It appears that in the case of remittance for the purpose of any education, there would be a TCS of 0.5 per cent if the amount is sourced through a loan. Else, the rate of TCS would be 5 per cent.

TCS was being mandated only on specific transactions such as payments made for alcoholic liquor for human consumption, tendu leaves, timber obtained under a forest lease or other modes, scraps and coal, lignite or iron ore, sale of motor vehicle and payments made to authorised dealers. The objective was to collect information about these transactions so that that the taxman is aware of them. Credit card transactions in excess of ₹7 lakh (for international transactions or tour packages paid through debit or credit cards) have been added to this list.

Scrap the levy

While the taxman can get a lot of information from this levy, tax collection would be minimal. There is so much information available on this now that taxpayers will take all the necessary precautions to ensure that they do not get hit by TCS. Even if they do, the TCS will show up in their tax credit statement and he can claim a credit for the amount of TCS.

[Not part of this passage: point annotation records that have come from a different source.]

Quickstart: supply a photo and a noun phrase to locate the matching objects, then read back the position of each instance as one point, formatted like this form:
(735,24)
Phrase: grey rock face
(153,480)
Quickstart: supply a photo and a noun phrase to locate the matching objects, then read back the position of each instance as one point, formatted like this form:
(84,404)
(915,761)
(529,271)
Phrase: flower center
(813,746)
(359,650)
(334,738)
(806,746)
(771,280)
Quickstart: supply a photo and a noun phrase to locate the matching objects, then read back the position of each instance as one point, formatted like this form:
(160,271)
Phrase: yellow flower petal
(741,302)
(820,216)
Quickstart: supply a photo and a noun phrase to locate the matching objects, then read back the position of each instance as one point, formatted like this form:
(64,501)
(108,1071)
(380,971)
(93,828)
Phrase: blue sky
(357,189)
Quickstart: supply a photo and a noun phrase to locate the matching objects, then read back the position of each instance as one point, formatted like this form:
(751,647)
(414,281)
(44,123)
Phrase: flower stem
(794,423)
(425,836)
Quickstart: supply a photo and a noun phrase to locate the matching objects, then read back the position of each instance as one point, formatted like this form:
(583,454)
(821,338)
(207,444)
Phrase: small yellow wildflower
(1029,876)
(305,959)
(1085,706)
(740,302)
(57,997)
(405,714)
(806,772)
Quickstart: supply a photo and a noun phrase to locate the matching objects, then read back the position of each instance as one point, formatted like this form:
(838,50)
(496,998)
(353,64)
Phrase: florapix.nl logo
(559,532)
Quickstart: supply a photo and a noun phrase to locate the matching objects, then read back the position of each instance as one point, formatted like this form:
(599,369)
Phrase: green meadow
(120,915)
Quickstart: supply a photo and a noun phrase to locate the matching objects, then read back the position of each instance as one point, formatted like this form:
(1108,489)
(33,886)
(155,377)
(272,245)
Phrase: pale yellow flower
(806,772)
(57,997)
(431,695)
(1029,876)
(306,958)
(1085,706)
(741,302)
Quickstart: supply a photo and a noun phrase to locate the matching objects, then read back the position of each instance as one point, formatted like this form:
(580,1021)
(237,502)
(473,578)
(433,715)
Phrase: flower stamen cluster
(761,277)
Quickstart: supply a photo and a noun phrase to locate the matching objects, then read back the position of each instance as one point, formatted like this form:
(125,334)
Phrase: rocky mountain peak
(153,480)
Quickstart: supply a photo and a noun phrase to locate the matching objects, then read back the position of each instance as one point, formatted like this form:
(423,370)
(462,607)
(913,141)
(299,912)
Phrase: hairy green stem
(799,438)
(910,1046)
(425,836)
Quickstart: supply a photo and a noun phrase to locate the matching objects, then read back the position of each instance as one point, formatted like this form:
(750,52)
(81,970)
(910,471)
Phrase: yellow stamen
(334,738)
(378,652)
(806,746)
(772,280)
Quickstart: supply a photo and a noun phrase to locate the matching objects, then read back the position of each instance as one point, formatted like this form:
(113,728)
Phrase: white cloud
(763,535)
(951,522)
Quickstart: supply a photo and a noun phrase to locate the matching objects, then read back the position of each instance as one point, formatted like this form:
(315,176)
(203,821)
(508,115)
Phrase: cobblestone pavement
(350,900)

The tax collection from TCS would be in the Government coffers from the time the authorised dealer remits it to the Government to the time the taxpayer claims it in his return. The Finance Ministry should seriously take a relook at this proviso and ascertain whether it is worth all the effort. Since the amendment has a liberal threshold and covers only a few transactions, the Ministry would do well to scrap the 20 per cent provision.